I agree that if you allow the agents (and not just their children) back into the game, the conditions for folly aren't met. The point is that you really need a delicately defined setup for TDT to be completely shortsighted, even with a shortsighted utility function.
OK, so now that you've pinned it down, my main complaint applies: the distribution of partners that the agent will eventually have for the game is a function of the agent's strategy. You can't treat them separately and conclude simply that it cooperate against 1 CDT and 1 TDT. Thus, in doing exercise 1, choosing between strategies, the TDT must do exercises 2-4 and more to determine which strategy has the best expected value. And, since we're now talking about expected value, the calculation must involve the utility as a function of the number of children. You can set it to be the number of children, but you have to use that somewhere, and not just monotonicity.
Why?
That was badly phrased. I meant: the calculation must involve the utility function, the function that converts the number of children into utiles. (original corrected)

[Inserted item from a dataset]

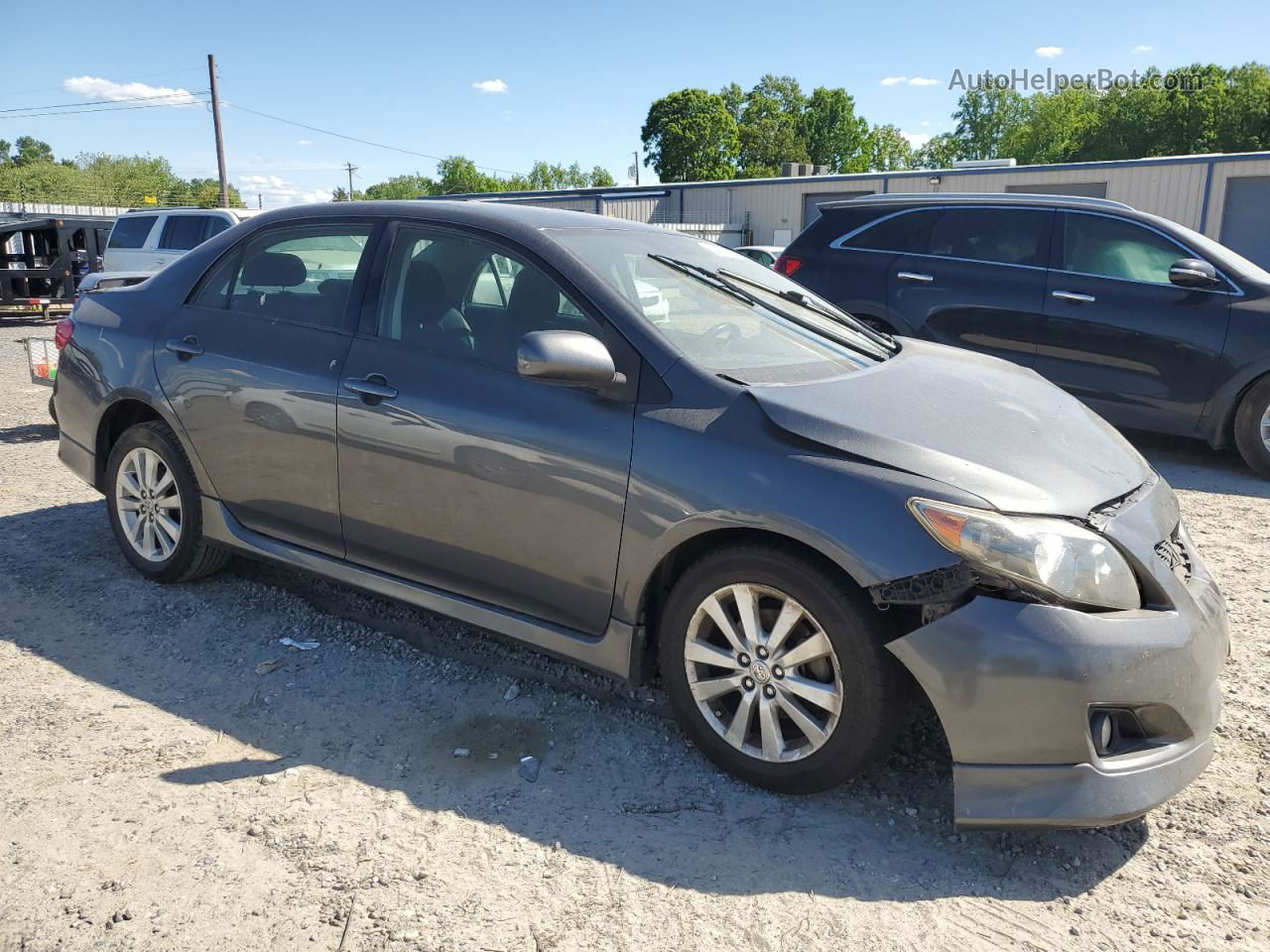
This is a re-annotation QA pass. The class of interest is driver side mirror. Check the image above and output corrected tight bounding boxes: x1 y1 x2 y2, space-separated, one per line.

Huh- you may be right. Let me ponder this when I'm less tired.
So if I understand you right, even with the short-sighted utility function, there's an echo of Parfit's Hitchhiker here: what TDT decides on these problems actually controls which situations the agent finds itself in, and thus its possible payoff matrices. Since TDT is supposed to get Parfit's Hitchhiker right, therefore, it should give the long-term-winning answer even in this case.
Well, there are some more caveats (it's not clear that agents in the first round would do this, since TDT doesn't win the Counterfactual Mugging, and if agents in round N don't think that way, then what about round N+1...), but you're right that the simple calculation doesn't actually suffice. Drat, and thanks.
Its goal is still different though (if we restore some missing pieces): it wants to game the probabilities of encountering certain opponents so that a single round that contains TDT delivers the most reward. It just so happens that getting rid of DefectBots serves this purpose, but if the opponents were CooperateBots, it looks like TDTs would drive themselves to extinction (or farm the opponents) to maximize the number of expected cooperating opponents that they can defect against (for each instance where there's a TDT agent in the round). (I didn't check this example carefully, so could be wrong, but the principle it exemplifies seems to hold.)
That's a seriously sick idea, but there doesn't seem to be a way to both set up such a favorable matchup and exploit it- is there?